Although analysts at Bank of America believe that Rivian is still "one of the most viable" EV start-ups, they're worried about risks "piling up." To begin, Rivian's outlook for 2025 fell short of expectations. Meanwhile, Rivian's partnership with Volkswagen Group has made it difficult to forecast earnings for some years even as the global EV market is slowing down and competition is rising.
For context, Rivian released its fourth-quarter and 2024 numbers last week. Although the EV maker produced and delivered 49,476 and 51,579 units, respectively, last year, it expects to deliver only 46,000 to 51,000 EVs in 2025.
As for Volkswagen, Rivian extended its long-standing partnership with the auto giant in Q4 when it formed a $5.8 billion joint venture to focus on Rivian's new products, the R2 and R3. Its midsize SUV R2 is expected to launch in the first half of 2026, while R3 will be Rivian's smallest SUV so far.
Don't panic-sell Rivian stock, but keep these risks in mind
The analyst community has mixed views on Rivian since last week's earnings release, with some even raising the stock's price target. Analysts at Needham, for instance, raised Rivian stock's price target to $17 per share from $14 a share. Cantor Fitzgerald analyst Andres Sheppard downgraded the EV stock's rating after earnings but upped its price objective to $15 per share.
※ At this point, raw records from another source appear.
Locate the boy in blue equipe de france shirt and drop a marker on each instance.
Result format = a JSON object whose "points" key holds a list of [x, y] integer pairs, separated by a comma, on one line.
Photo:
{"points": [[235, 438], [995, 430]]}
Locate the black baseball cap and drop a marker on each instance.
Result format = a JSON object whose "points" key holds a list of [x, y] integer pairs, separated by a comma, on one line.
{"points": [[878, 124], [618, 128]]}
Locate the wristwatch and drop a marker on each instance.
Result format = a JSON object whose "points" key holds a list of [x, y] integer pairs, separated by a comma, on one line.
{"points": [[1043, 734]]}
Rivian's first gross profit, upcoming product, and long-term prospects have caught analysts' attention. Rivian reported its first-ever quarterly gross profit of $170 million in Q4, driven by lower supply chain and commodity costs, and better production efficiencies after the launch of its second-generation R1 vehicles. Rivian foresees a "modest" gross profit for 2025.
However, lower deliveries indicate weak demand, and Rivian's next product launch is still a year away. With President Donald Trump also freezing the previous government's clean energy funding program, which included EVs, Rivian's $6.6 billion loan agreement from the Department of Energy could also be at risk.